I’m not enough of a chemist to give a quantitative answer without a lot of reading, but I’m guessing by the time you’ve reduced the Sodium from the hydroxide, that you will have spent more energy than it would take to produce the hydrogen electrolytically. If you do produce the metallic Sodium, you want to be very, very careful when you add water to get your hydrogen, since you get a LOT of heat in the process. You pay for that heat when you reduce the Sodium. I could be wrong—I have a long history in that area (being wrong, not chemistry ).
NaOH is electrolyzed to produce hydrogen which is done commercially for both hydrogen and sodium hypochlorite (bleach).
The other way is to use the NaOH is to use it as a catalyst to react zinc or aluminum with water. It produces a LOT of heat and careful control of the reaction. I don’t know if you can use this to separate the metals or not.
Apparently silicon also works as a leftover from the silicon industry, but I don’t know if you can use say crushed ICs or not. It forms sodium silicone dioxide which is used in the glass industry. and I didn’t read the full research paper.
But I agree in general principle that is probably isn’t very viable unless you have a use for the “by-products”.
I think he was taking about metallic sodium and water to produce hydrogen, which will certainly work. I don’'t remember how you get the metallic sodium out of a water solution. Maybe you do it using molten NaOH, another exciting process. Here’s a video of the sodium-water reaction:
I’m thinking that scaling this up may not be a great idea. I remember my uncle telling be about a friend of his that liberated a chunk of sodium from a chem lab at school, and tossed it in a neighbor’s swimming pool. Cracked the pool.
Sean, its the other way around. Sodium cloride solution is electrolised comercialy to form hydrogen, clorine, bleach and NaOH.

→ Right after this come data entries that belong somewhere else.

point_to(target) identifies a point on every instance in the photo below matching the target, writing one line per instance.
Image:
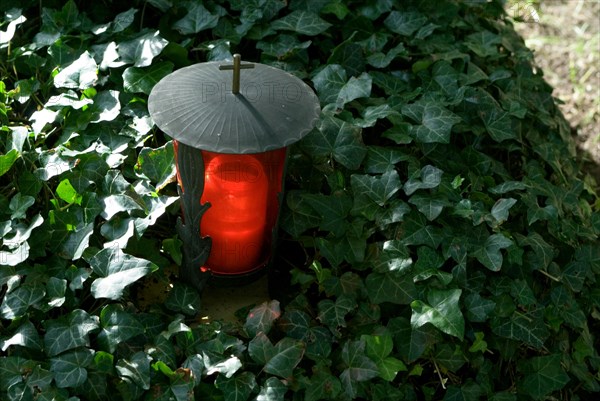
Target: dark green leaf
(429, 177)
(183, 298)
(355, 88)
(261, 317)
(337, 138)
(136, 368)
(287, 354)
(478, 308)
(358, 366)
(442, 311)
(404, 22)
(282, 46)
(70, 368)
(501, 208)
(142, 80)
(544, 374)
(379, 189)
(430, 205)
(391, 287)
(489, 254)
(436, 123)
(7, 160)
(197, 19)
(238, 387)
(157, 164)
(141, 50)
(26, 335)
(323, 384)
(69, 332)
(116, 271)
(333, 210)
(302, 22)
(333, 313)
(16, 302)
(528, 327)
(118, 326)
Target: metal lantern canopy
(230, 124)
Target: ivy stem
(551, 277)
(437, 370)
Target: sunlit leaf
(198, 18)
(143, 79)
(303, 22)
(441, 310)
(81, 74)
(116, 271)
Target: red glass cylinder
(243, 191)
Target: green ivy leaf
(70, 368)
(299, 215)
(260, 348)
(419, 232)
(333, 210)
(501, 208)
(66, 192)
(379, 189)
(359, 367)
(323, 384)
(442, 311)
(391, 287)
(329, 82)
(118, 326)
(403, 22)
(238, 387)
(135, 368)
(483, 43)
(7, 160)
(302, 22)
(355, 88)
(467, 392)
(197, 19)
(489, 254)
(436, 122)
(184, 298)
(427, 178)
(333, 313)
(116, 271)
(528, 327)
(25, 335)
(282, 46)
(544, 375)
(287, 355)
(261, 317)
(337, 138)
(81, 74)
(19, 205)
(158, 164)
(141, 50)
(143, 79)
(16, 302)
(430, 205)
(69, 332)
(478, 308)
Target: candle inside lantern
(236, 187)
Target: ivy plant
(444, 239)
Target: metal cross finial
(237, 65)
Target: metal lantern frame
(254, 112)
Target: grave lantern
(231, 125)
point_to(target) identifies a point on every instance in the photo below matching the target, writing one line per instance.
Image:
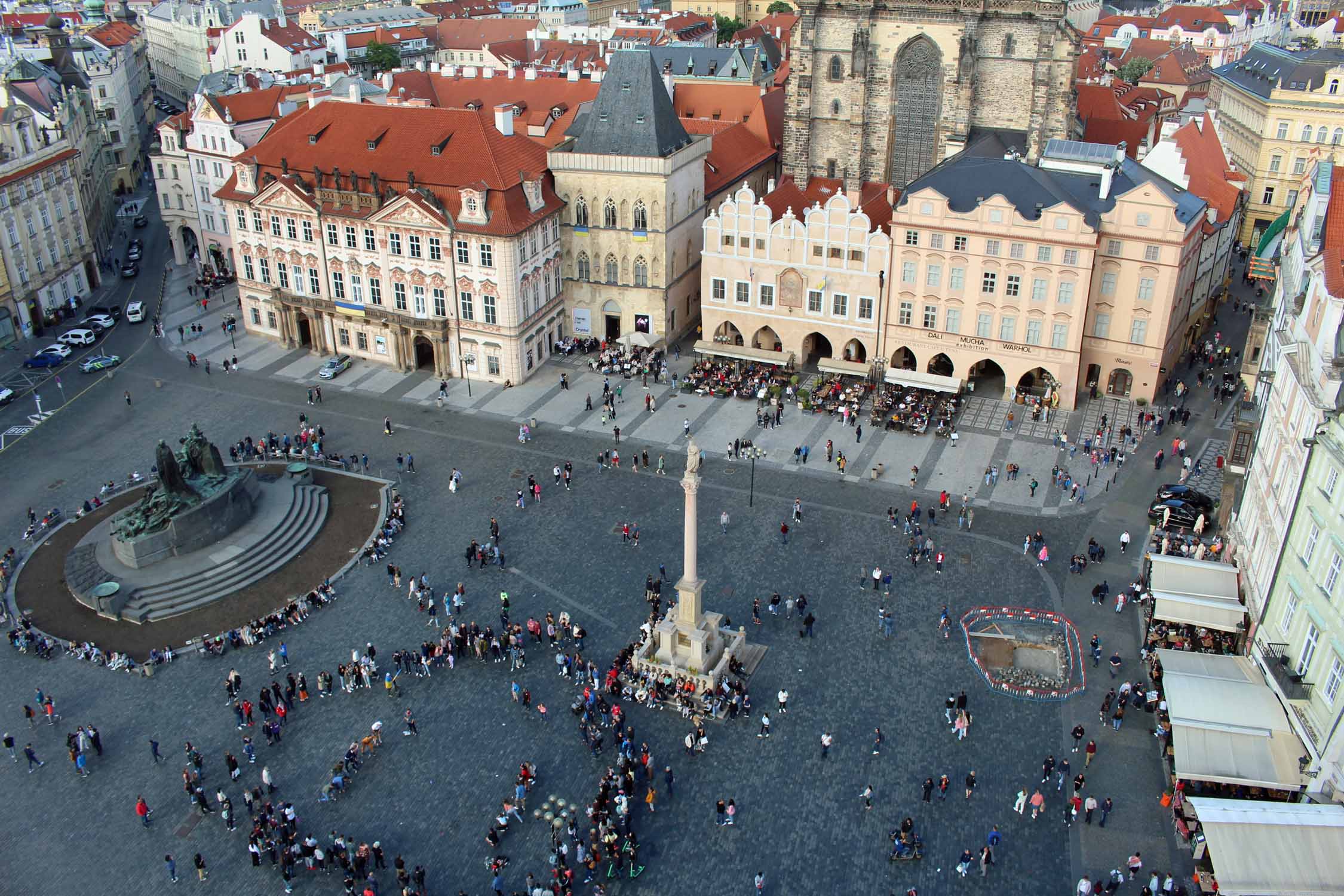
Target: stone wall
(1023, 87)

I visited a factory here once that does this on a large scale. They still use the old technic where the cathode is Mercury and sodium disolves in it, where it can then be reacted with water to produce NaOH. What surpriced me most is that they dont use the hydrogen. It was all burnt up in a flare on top of a smoke stack. I shuld have pictures somewhere, the flame is like nothing l ever seen. Apears white, transparent… like a ghost. Probably has some nasty trace elements in…
If a solution of NaOH is electrolised the only byproduct are O2 and H2 with NaOH being just the electrolite. But Kent is right, sodium is produced by electrolising molten NaOH. I tryed this once. Nasty stuff. Its hot, super corrosive, eats glass in seconds, and its dependant on temperature. It needs to be kept at barely melting point or the sodium disolves in the hydroxide. The byproduct of the reaction is H2O and occasionaly a bubble of molten sodium metal will wonder to the anode where H2O is produced and you guess how this ends. BOOM. Spitting molten NaOH everywhere.
You are right. If you use an aqueous solution, the NaOH acts more like catalyst, and it produces h2 and o2 with electrolysis, when the excess water in the solution is gone then the sodium collects at the cathode.